Satorre and Beltrán installed this exhibition in front of an audience, hastily pasting up the paper sheets while constructing and explaining the narratives between them. Their footprints still muddy the occasional image, and I found myself wishing I could have attended. It might have helped navigate the resulting, bewildering ‘detective plot’ of references, presented as a sort of comic book drawing-board. It features a murder (‘Sherlock Holmes vs. Fantômas’ - a story in which Holmes is the victim), and aspects of detective investigation: definitions of the perfect crime, notes on the discovery of the fingerprint and of a physical condition which leaves certain people without one. Fantômas, the perfect villain (so elusive that people do not believe he exists) is evoked alongside sheets that highlight the fallibility of human recognition. A host of further scientific and academic theories addressing the physical, societal and psychological details of our lives are also thrown into the mix. Fittingly, the main protagonists of the plot are famously great minds - Freud, Morelli and Arthur Conan Doyle all feature.

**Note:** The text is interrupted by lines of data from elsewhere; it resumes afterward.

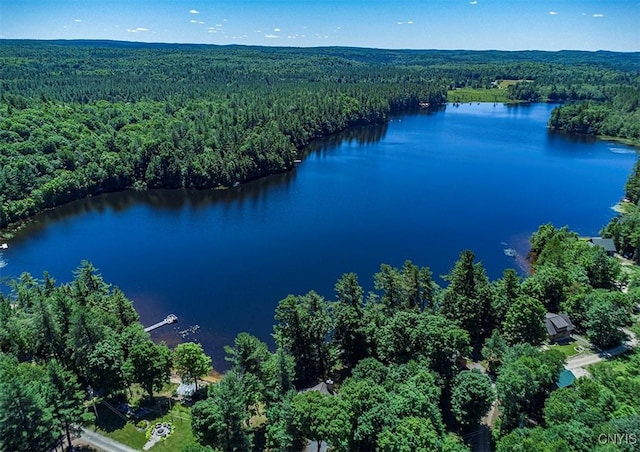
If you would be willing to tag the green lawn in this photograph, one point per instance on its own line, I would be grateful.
(111, 425)
(566, 349)
(462, 95)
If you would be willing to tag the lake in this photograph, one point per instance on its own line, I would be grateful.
(423, 187)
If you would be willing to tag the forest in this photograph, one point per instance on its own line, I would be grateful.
(394, 360)
(78, 118)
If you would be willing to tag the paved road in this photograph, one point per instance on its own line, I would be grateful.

I cannot profess to have followed much of this investigative narrative. Perhaps the artists at the opening reached a more concrete conclusion than I was able to puzzle out. Perhaps it doesn’t matter: one illustration claims that the processes of investigation are as important as results. The show illustrates the idea that history should be taken as a set of clues rather than a series of facts, and that how we interpret these depends on how closely we look and from what angle. There are some memorable insights to that effect, my favourite being a comment on scale illustrated by a man battling a foe whose atoms fly apart to avoid any blow: ‘A model is a metaphor - depending on the scale you are reading, different particles appear. Form is a choice of scale.’ Look closely enough at anything and the best part of it becomes the space between its atoms.
It’s on this level that our protagonists really fit in. Morelli argued that we should look at the seemingly insignificant details of a disputed artwork to determine authenticity - a skilled fraud can mimic an artist’s famous style, but might overlook the subtly characteristic ways in which they jot off a finger or an earlobe. Freud troubled himself with childhood and the subconscious - the peripheral memories of adult life. Conan Doyle created the detective par excellence, able to spot the slightest logical or emotional inconsistency. These are thinkers who looked at the world with a creatively analytical mind, tackling the details to arrive at a bigger conclusion.
Unless you want to take a text book with you, some of the images and theories on display will probably baffle, and there is no Agatha Christie summary to round up this show. The pictorial and verbal scribbles adorning FormContent’s four walls remind me of the scrawlings of a scientist in full mental flow: potentially fascinating, sometimes inscrutable but worth spending time over.